Finland’s Veritas Pension Insurance has announced “excellent” first-quarter returns of 5.5% from its investment portfolio – worth €2.6bn as at 31 December 2014 – chiefly because of its listed equity performance.
The pensions insurer said that while the return on the whole equity portfolio was 11.9%, listed stocks returned 14.3% over the three months to 31 March 2015.
The overall equity return was a reflection of equity markets performing especially well in Europe, it added.
Nina Bergring, the company’s CIO, said: “The market’s trust in the recovery of the European economy strengthened clearly in response to the launch of the quantitative easing programme by the European Central Bank at the start of the year.”

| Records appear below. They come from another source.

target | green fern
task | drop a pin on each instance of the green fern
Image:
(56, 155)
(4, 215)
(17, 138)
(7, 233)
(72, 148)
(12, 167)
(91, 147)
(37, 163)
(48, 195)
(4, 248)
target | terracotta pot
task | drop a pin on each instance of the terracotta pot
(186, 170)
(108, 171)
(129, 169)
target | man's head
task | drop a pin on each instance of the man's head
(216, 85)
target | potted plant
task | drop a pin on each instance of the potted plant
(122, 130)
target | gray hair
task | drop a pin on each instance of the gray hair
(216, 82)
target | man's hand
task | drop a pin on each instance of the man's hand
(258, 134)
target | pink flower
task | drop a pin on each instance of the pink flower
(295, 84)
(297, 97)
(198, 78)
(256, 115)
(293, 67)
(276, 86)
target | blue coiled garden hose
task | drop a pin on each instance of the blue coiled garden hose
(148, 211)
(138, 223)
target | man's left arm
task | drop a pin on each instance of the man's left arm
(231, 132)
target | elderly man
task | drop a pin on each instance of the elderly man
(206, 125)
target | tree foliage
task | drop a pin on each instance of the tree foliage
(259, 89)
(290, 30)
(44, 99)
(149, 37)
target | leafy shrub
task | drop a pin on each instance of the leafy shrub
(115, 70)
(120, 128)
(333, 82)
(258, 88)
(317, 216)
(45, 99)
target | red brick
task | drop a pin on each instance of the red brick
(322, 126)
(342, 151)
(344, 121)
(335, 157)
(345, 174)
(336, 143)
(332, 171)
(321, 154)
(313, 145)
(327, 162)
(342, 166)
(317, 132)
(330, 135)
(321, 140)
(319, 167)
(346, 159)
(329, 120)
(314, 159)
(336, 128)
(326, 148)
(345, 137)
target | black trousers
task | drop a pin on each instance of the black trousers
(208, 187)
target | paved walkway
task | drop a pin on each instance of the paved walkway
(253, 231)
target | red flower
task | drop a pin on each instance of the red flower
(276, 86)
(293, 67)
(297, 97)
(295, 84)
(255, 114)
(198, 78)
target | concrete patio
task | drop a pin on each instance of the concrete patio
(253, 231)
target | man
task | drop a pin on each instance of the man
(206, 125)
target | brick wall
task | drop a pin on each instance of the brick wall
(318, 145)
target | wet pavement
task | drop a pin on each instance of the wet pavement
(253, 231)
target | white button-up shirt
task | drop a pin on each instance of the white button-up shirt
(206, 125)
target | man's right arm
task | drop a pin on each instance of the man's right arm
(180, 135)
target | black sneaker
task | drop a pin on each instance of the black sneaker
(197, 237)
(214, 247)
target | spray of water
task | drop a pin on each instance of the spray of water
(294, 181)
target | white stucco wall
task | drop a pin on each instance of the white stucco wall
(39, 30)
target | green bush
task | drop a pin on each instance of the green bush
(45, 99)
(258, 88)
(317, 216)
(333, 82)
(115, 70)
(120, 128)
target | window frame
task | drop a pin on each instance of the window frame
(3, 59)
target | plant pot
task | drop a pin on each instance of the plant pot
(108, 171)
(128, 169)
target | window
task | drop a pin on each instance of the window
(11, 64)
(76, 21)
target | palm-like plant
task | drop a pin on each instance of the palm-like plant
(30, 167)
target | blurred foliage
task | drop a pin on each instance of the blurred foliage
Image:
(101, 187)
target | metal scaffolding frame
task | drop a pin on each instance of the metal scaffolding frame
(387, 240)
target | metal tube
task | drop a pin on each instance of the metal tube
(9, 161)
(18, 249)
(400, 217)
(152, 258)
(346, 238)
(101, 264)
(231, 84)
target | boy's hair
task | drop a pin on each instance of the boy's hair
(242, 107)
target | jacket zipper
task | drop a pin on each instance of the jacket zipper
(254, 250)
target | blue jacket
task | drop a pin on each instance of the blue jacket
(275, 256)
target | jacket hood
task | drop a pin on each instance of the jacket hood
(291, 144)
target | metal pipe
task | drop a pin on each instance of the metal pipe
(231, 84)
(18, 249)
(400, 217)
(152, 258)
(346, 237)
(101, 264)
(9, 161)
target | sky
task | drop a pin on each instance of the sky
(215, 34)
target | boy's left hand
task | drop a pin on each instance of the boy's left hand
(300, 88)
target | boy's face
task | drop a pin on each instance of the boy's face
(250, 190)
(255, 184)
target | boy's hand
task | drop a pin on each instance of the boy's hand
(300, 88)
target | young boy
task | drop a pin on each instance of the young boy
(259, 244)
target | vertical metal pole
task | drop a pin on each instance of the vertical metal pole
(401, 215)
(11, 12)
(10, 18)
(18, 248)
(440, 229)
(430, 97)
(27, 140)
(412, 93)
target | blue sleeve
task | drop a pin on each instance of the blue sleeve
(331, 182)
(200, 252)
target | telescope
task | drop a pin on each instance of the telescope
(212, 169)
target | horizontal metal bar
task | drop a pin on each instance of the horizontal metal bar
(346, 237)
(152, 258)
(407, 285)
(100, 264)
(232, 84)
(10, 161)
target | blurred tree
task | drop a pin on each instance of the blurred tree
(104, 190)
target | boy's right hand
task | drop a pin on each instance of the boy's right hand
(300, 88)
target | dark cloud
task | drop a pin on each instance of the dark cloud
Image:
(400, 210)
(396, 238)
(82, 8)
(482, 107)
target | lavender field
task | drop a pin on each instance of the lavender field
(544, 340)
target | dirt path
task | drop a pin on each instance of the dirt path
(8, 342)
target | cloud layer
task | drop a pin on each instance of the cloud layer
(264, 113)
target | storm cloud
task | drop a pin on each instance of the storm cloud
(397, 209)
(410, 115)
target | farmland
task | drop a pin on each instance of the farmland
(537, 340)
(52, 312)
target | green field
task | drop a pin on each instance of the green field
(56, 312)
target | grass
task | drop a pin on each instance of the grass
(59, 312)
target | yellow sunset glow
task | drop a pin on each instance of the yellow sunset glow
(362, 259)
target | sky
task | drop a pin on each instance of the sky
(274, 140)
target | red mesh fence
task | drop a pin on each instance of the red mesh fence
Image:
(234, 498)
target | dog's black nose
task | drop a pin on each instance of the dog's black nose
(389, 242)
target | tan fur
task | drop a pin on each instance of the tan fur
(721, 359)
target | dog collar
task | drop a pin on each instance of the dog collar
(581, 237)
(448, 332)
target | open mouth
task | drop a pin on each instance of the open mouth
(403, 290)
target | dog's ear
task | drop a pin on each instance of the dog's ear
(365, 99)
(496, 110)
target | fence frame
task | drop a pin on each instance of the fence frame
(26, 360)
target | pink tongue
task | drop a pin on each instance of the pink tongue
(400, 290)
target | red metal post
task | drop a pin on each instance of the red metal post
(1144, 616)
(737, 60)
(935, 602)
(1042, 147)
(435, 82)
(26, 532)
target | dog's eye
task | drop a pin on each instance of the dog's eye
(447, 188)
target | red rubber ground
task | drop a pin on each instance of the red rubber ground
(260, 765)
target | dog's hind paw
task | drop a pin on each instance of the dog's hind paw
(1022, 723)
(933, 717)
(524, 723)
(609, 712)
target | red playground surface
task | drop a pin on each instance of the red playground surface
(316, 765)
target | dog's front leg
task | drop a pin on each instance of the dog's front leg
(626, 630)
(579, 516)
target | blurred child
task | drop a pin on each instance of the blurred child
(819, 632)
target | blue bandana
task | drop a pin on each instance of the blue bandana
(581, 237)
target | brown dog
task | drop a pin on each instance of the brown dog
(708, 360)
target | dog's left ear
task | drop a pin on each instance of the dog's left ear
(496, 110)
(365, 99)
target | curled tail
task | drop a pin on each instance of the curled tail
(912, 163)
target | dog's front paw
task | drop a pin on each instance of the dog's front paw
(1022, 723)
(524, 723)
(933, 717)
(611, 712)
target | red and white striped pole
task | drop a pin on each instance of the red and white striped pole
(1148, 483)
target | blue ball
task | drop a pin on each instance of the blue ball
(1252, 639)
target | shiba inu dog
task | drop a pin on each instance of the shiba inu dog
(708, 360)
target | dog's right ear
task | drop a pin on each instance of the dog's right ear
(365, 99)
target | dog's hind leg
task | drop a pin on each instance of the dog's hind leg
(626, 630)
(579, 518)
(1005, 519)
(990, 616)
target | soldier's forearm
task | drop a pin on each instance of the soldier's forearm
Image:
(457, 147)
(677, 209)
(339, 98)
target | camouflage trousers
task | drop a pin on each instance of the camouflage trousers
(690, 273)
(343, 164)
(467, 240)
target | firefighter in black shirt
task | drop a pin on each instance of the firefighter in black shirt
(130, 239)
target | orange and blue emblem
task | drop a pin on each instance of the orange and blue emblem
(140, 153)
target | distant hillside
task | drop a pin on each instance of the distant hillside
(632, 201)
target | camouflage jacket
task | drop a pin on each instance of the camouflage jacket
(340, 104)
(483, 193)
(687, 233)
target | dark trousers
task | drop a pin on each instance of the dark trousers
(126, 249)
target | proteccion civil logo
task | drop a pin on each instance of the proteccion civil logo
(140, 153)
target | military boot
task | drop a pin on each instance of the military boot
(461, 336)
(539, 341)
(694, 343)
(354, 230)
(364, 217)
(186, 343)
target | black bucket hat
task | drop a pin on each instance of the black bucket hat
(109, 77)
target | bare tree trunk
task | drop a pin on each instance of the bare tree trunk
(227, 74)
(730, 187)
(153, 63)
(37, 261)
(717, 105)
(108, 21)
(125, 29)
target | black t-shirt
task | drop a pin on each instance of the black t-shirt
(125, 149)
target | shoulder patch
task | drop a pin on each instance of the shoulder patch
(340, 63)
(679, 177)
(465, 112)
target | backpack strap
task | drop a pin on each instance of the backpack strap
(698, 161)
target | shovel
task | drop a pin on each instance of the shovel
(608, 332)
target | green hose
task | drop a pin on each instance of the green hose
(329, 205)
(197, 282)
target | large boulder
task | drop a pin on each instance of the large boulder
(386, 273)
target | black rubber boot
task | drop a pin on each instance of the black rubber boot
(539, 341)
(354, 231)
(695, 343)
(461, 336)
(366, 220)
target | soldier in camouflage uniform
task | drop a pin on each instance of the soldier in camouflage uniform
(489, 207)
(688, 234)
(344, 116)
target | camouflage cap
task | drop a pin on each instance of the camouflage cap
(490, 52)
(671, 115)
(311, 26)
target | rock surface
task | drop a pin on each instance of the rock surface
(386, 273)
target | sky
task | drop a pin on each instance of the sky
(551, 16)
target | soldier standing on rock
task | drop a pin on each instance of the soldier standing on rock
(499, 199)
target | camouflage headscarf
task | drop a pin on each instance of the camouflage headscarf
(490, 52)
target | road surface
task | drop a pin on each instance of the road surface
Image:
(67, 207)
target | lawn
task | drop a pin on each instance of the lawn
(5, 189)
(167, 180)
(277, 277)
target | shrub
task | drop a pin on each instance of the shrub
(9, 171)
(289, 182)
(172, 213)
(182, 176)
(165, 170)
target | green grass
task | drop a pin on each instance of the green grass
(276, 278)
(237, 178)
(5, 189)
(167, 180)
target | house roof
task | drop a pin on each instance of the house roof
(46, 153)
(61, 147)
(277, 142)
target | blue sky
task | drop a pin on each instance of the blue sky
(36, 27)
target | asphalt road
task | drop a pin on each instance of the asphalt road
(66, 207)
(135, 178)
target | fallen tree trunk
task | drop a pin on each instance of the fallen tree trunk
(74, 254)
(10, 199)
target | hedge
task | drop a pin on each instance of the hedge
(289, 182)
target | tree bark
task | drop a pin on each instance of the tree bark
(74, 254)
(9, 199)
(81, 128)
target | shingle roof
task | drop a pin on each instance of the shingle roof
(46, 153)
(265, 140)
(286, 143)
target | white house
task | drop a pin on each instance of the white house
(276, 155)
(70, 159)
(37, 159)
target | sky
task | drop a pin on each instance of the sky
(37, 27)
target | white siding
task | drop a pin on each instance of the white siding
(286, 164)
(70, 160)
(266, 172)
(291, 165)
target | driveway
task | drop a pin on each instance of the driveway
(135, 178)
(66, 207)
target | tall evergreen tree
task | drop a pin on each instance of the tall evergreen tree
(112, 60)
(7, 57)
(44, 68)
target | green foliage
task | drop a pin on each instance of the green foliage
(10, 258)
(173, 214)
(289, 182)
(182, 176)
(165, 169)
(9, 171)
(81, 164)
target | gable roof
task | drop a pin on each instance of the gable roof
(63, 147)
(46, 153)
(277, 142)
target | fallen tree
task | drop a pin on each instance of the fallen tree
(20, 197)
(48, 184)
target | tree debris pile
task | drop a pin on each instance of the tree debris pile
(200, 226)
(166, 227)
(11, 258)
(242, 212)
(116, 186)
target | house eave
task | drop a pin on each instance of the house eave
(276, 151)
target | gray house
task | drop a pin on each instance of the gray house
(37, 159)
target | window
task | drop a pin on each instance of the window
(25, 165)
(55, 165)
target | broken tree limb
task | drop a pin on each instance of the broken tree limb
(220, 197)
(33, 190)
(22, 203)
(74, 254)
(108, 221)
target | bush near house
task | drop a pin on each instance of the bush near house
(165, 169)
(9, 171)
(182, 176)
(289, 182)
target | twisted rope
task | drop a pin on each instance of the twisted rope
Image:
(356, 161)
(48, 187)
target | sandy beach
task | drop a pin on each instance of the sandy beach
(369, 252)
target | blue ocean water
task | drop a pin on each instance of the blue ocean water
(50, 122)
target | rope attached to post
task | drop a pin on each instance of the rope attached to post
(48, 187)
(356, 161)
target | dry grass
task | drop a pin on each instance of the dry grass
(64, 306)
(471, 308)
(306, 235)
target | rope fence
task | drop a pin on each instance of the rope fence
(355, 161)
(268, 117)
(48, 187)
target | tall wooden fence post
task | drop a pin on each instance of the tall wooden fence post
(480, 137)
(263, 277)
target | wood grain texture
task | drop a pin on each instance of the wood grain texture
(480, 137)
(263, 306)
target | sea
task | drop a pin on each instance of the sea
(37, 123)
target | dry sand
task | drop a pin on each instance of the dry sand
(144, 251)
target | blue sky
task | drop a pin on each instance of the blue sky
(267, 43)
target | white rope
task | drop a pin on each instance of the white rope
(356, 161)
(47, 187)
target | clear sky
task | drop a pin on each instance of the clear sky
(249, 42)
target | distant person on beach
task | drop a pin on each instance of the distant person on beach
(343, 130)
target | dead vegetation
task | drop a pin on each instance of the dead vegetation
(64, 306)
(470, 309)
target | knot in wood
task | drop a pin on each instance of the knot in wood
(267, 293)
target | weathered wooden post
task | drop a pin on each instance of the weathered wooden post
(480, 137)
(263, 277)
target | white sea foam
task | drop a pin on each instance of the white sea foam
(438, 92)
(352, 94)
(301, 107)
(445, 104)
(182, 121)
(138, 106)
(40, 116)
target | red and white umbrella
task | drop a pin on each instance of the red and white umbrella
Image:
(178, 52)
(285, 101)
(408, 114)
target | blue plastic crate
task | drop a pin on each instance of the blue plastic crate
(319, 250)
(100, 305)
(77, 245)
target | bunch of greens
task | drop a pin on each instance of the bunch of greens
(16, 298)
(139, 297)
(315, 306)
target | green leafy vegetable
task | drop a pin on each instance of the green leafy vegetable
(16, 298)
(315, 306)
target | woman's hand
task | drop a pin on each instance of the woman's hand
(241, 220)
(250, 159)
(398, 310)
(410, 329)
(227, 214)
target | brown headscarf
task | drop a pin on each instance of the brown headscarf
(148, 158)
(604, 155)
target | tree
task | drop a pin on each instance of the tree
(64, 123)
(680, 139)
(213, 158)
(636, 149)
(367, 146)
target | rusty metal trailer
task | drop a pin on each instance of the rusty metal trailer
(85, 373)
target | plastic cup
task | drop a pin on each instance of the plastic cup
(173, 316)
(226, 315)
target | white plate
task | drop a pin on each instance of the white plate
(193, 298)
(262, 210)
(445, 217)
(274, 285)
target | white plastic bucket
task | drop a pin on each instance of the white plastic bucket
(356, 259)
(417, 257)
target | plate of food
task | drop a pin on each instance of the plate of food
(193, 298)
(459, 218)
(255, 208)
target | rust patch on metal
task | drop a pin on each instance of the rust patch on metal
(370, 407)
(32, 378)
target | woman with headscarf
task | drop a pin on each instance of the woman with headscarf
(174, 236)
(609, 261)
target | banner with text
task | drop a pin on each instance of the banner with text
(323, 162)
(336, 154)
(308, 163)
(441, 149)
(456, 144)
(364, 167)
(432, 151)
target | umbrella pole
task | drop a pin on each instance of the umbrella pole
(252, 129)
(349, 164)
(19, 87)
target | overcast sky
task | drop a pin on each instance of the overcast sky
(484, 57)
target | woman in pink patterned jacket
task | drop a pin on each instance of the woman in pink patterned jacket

She added: “In Europe, share prices rose significantly more than in other markets, and overall interest rates fell to a record low level.
“The interest rates on German government bonds are currently negative for maturities of up to eight years, and the rate on 10-year bonds is also approaching zero.”
The fall in interest rate levels helped Veritas achieve a 2.6% return from its fixed income allocation.
However, Bergring said the pursuit of higher yields meant increased risk-taking.
She said actions by central banks had increased liquidity in the market, which had the effect of forcing long-term investors to shift from safe asset classes to riskier investments in the hope of returns.
“The problem for long-term investors is no longer just low yield expectations for medium-term investments but also the fact that, from this point on, the advantages of diversification that have in the past helped to secure the portfolio are likely to be almost non-existent,” she added.
Turning to the immediate future, Bergring warned that the return for the rest of the year would be affected at the very least by the situation in Greece, and by future liquidity measures taken by the US Federal Reserve Bank.
She also drew attention to the slowdown in China’s economy, which continued during the first quarter of the year.
Bergring said a question mark remained over how skilfully the Chinese government would manage the deceleration.
Meanwhile, Veritas’s solvency strengthened throughout the quarter, with solvency capital equal to 33.6% of technical provisions as at 31 March.
Solvency capital is now 2.5 times the solvency limit.